Supreme Court properly dismissed the breach of contract cause of action to the extent that it was premised on the alleged construction defects, as the offering plan requires the sponsor to correct defects only if it was notified of the defects by certified mail within six months of the first occupancy of a unit (see e.g. Tribeca Space Mgrs., Inc. v Tribeca Mews Ltd., 200 AD3d 626, 627 [1st Dept 2021]). We reject plaintiff's assertion that Tribeca Space Mgrs., in which this Court held that certain causes of action were not precluded by a similar notice requirement, supports the viability of the breach of contract cause of action. The offering plan in Tribeca Space Mgrs. contained language requiring the sponsor to construct the building to certain standards regardless of the disclaimer in its warranty that it would correct defects only if given notice of those defects within specified times (id.). By contrast, the plan presented in this appeal states that the sponsor would "be conclusively considered to have discharged any obligation that it may have with respect to any defects" if it was not timely notified of those defects.

However, Supreme Court should not have dismissed the breach of contract cause of action to the extent it was based on allegedly inadequate water heater warranties. The water heater warranties were expressly described in the water heater specifications stated in the Offering Plan, as incorporated by reference into the contract, and thus do not constitute a defect "relating to construction of the Building, or in the installation or operation of any appliances, fixtures, or equipment therein" so as to fall under the notice requirement.

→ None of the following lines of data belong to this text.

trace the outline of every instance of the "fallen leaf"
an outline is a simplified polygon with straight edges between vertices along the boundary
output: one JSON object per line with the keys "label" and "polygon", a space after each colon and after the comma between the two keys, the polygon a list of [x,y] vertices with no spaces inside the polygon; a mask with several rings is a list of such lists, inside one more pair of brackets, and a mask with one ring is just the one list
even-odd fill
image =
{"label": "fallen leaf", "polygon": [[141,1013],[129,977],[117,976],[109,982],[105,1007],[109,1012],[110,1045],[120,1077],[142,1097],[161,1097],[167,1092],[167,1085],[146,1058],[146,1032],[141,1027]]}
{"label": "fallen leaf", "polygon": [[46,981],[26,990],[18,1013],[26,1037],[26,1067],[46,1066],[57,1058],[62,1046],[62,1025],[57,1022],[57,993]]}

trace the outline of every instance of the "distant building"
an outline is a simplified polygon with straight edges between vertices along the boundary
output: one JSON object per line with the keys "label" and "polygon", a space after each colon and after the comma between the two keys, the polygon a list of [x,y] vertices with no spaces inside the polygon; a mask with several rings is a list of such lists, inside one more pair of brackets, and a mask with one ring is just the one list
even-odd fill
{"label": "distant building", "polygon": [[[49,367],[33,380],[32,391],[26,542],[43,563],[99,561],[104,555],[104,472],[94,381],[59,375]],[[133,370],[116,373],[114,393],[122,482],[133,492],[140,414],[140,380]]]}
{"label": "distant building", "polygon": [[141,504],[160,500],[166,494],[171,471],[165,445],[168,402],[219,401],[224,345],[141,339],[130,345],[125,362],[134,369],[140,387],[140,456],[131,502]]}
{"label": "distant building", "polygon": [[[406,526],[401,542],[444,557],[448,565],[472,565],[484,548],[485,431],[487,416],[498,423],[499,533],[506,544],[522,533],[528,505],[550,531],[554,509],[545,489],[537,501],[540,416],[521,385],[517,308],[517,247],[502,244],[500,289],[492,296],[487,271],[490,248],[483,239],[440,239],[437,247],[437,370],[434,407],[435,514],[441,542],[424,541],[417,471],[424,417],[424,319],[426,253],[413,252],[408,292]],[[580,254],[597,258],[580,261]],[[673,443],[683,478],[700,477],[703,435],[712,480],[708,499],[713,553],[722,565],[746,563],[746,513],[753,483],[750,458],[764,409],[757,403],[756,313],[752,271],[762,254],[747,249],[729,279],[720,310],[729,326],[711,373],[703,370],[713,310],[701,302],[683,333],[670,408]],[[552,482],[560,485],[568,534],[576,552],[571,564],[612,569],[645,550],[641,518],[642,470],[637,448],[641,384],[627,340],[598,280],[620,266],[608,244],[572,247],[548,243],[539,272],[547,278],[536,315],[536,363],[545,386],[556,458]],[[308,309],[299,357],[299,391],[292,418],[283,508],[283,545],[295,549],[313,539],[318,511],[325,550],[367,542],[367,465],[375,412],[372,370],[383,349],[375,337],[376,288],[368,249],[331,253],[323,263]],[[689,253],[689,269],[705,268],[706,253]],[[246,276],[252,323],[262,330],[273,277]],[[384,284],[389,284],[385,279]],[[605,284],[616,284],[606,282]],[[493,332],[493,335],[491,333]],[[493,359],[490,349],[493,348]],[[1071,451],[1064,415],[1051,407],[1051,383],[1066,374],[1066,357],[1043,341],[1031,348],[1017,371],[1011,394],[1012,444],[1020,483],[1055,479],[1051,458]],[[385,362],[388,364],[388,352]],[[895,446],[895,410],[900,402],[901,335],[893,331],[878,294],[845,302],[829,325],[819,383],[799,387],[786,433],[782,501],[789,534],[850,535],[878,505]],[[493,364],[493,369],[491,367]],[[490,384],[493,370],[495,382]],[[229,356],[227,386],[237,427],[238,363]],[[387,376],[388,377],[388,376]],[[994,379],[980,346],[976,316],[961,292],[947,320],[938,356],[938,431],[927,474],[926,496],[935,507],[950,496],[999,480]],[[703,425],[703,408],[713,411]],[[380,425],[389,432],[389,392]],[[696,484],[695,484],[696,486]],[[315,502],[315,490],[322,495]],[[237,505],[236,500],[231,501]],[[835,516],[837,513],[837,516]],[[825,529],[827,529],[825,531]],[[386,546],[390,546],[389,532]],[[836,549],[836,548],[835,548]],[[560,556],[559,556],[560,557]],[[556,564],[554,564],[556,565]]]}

We also reinstate plaintiff's fraudulent conveyance causes of action under former Debtor and Creditor Law §§ 273, 274, and 276. Because plaintiff's claim for breach of contract can proceed in part, plaintiff may be deemed a creditor of the sponsor (see e.g. Matter of Shelly v Doe, 249 AD2d 756, 757 [3d Dept 1998]). As to the constructive fraudulent conveyance claims, defendants rely on documents that do not "utterly refute[ ] . . . plaintiff's factual allegations" (Art & Fashion Group Corp. v Cyclops Prod., Inc., 120 AD3d 436, 438 [1st Dept 2014]). Furthermore, plaintiff has pleaded badges of fraud sufficient to support the intentional fraudulent conveyance claim, which defendants do not address (cf. Board of Mgrs. of the Lore Condominium v Gateway IV LLC, 169 [*2]AD3d 617, 618 [1st Dept 2019]).

The fraudulent inducement cause of action was properly dismissed. Even accepting that this cause of action is not preempted by the Martin Act because plaintiff asserted affirmative misrepresentations and not just omissions, the claim fails as duplicative of the breach of contract cause of action (see e.g. Board of Mgrs. of the Latitude Riverdale Condominium v 3585 Owner, LLC, 199 AD3d 441, 441 [1st Dept 2021]).

Finally, given the evidence that the parties were discussing settlement, we reject defendants' argument that the complaint should be dismissed as abandoned under CPLR 3215 (c) (see e.g. JPMorgan Chase Bank, N.A. v Salvage, 171 AD3d 438, 439 [1st Dept 2019]). Concur—Webber, J.P., Gesmer, Shulman, Pitt-Burke, Higgitt, JJ.